In the galaxy II Zw 40, dust (shown in yellow) is strongly associated with clusters of stars (shown in orange). UCLA researchers have used new observations of this galaxy to confirm that these stars are creating enormous amounts of dust. Image via UCLA.
This galaxy is labeled II Zw 40 by astronomers. Its dust, shown in yellow, is strongly associated with clusters of stars (shown in orange). Image via UCLA.

Astronomers at UCLA have now confirmed that stars in a galaxy called II Zw 40 – roughly 33 million light-years away – are creating enormous amounts of dust.
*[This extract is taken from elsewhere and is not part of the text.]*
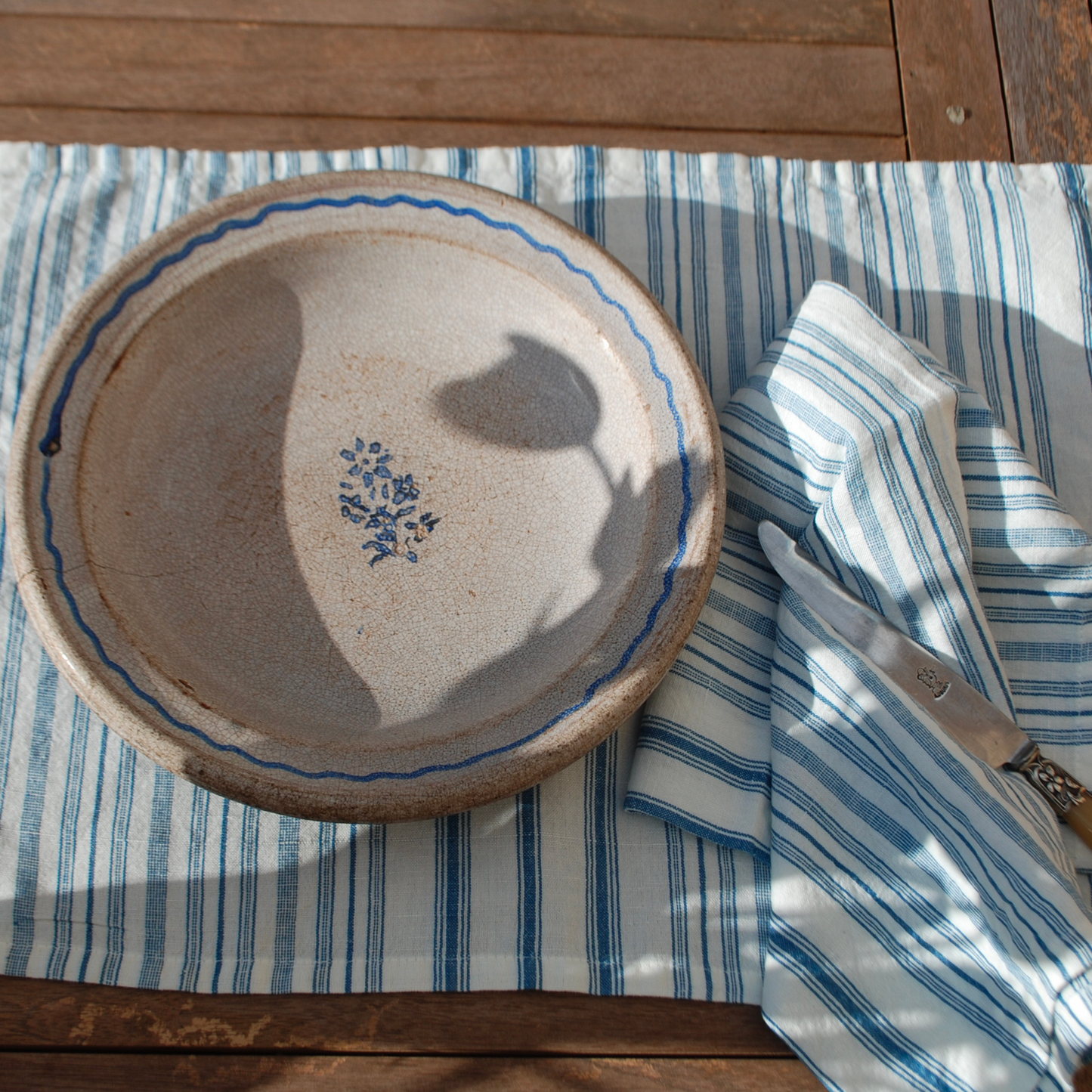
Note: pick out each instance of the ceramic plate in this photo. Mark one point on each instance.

We know our Milky Way and other galaxies must contain gas and dust; the dark rift in the starry band of the Milky Way is due to dust. Long-standing astronomical theories say that stars produce dust by expelling the chemical elements fused deep within their interiors, thus enriching their host galaxies in elements heavier than hydrogen and helium. These heavier elements make up planets like Earth, and living things like human beings.

But actual observations of dust production by stars on galactic scales has been difficult. Now the UCLA team says it has evidence for it in galaxy II Zw 40. Their research was published online December 1, 2016 in the peer-reviewed Astrophysical Journal Letters.
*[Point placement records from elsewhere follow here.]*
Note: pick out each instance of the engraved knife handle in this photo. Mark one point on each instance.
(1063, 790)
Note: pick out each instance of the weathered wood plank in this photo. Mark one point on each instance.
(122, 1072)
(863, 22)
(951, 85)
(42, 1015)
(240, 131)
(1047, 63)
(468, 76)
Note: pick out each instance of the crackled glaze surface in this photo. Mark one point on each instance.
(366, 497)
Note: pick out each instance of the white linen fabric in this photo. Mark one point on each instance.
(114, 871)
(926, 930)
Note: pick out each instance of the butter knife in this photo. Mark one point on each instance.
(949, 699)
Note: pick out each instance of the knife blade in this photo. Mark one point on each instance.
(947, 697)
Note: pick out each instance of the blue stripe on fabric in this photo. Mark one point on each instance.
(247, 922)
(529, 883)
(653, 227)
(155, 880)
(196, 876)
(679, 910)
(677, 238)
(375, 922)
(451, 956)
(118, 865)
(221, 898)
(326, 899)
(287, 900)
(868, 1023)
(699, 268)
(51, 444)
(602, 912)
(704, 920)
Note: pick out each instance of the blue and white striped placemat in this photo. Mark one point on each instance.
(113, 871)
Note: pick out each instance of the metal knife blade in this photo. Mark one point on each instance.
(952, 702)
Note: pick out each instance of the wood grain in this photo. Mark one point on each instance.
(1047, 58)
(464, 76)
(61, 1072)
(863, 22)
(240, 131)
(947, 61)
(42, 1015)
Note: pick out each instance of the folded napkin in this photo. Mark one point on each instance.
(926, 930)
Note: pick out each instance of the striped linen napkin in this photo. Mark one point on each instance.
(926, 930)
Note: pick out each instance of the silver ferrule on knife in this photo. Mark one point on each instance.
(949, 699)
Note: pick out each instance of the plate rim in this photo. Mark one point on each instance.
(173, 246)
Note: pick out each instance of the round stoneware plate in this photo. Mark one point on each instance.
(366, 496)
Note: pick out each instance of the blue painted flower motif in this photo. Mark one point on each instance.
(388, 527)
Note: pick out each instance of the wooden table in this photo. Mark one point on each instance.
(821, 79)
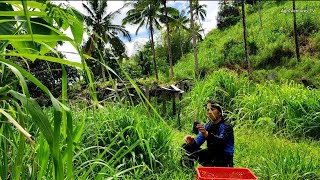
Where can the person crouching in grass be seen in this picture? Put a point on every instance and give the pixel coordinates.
(220, 141)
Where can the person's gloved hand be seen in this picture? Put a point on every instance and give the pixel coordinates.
(202, 130)
(189, 139)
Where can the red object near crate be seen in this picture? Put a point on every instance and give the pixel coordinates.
(224, 173)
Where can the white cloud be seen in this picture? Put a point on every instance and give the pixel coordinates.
(211, 19)
(143, 34)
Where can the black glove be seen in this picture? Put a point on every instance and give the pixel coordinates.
(194, 128)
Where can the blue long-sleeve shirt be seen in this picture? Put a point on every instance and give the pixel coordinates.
(220, 137)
Interplanetary dust, seen with a scanning electron microscope Image via Donald E. Brownlee, University of Washington, Seattle, and Elmar Jessberger, Institut für Planetologie, Münster, Germany / Wikimedia Commons.
Space dust, collected from between the planets in our solar system, seen with a scanning electron microscope. Image via Donald E. Brownlee/ Elmar Jessberger/ Wikimedia Commons.

Astronomy graduate student S. Michelle Consiglio is lead author on the paper, aided by her professor Jean Turner of UCLA, and two other collaborators. The researchers focused on II Zw 40 because it’s a starburst galaxy, that is, a galaxy with a high rate of star formation and so useful for testing theories of star formation. Turner commented in a statement:

This galaxy has one of the largest star-forming regions in the local universe.
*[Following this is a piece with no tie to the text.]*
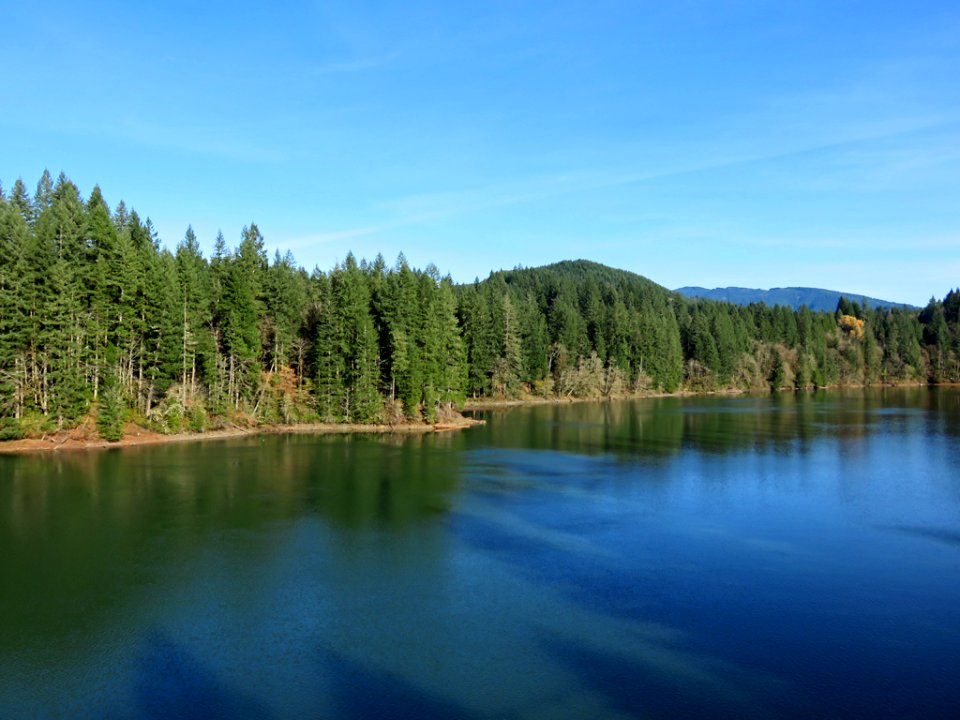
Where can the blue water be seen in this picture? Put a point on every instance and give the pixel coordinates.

Led by Consiglio, the astronomers obtained images of II Zw 40 using the ALMA telescope in Chile’s Atacama desert. The scientific work of this relatively new and very powerful telescope – whose array of 66 individual telescopes function as a single large observatory – began in 2011.

Consiglio and her team observed the central region of II Zw 40, a part of the galaxy known to be occupied by two young star clusters, each containing roughly a million stars. By imaging II Zw 40’s star clusters at different wavelengths, they constructed a map that traced the dust in the galaxy. The researchers then tested whether the location of the galaxy’s dust was consistent with the location of the galaxy’s star clusters. They found that it was. Consiglio and her team showed that II Zw 40’s dust was concentrated within roughly 320 light-years of the star clusters. Consiglio said:

The dust is all focused near the double cluster. The double cluster is a ‘soot factory’ polluting its local environment.

But, in this case, it’s a good kind of pollution, leading to the complex forms of nature we see around us on Earth. Turner said:

People have looked for [a] large-scale enrichment of galaxies, but they haven’t seen it before. We’re seeing galaxy-scale enrichment and we see clearly where it is coming from.

The researchers propose that the dust enrichment is so obvious in II Zw 40’s star clusters because they contain large numbers of very young, massive stars, which are the producers of dust.

Photo by Manish Mamtani
We know our own galaxy is filled with dust. The dark lanes in the glittering band of the Milky Way reveal the presence of dust, which obscures the light of stars shining behind it. Long-standing astronomical theories say that stars produce dust by expelling the chemical elements fused deep within their interiors. The research of the UCLA astronomers helps confirm this. Manish Mamtani captured this photo. Read more about this photo.

Bottom line: UCLA astronomers show that stars are responsible for producing dust on galactic scales, a finding consistent with long-standing theory.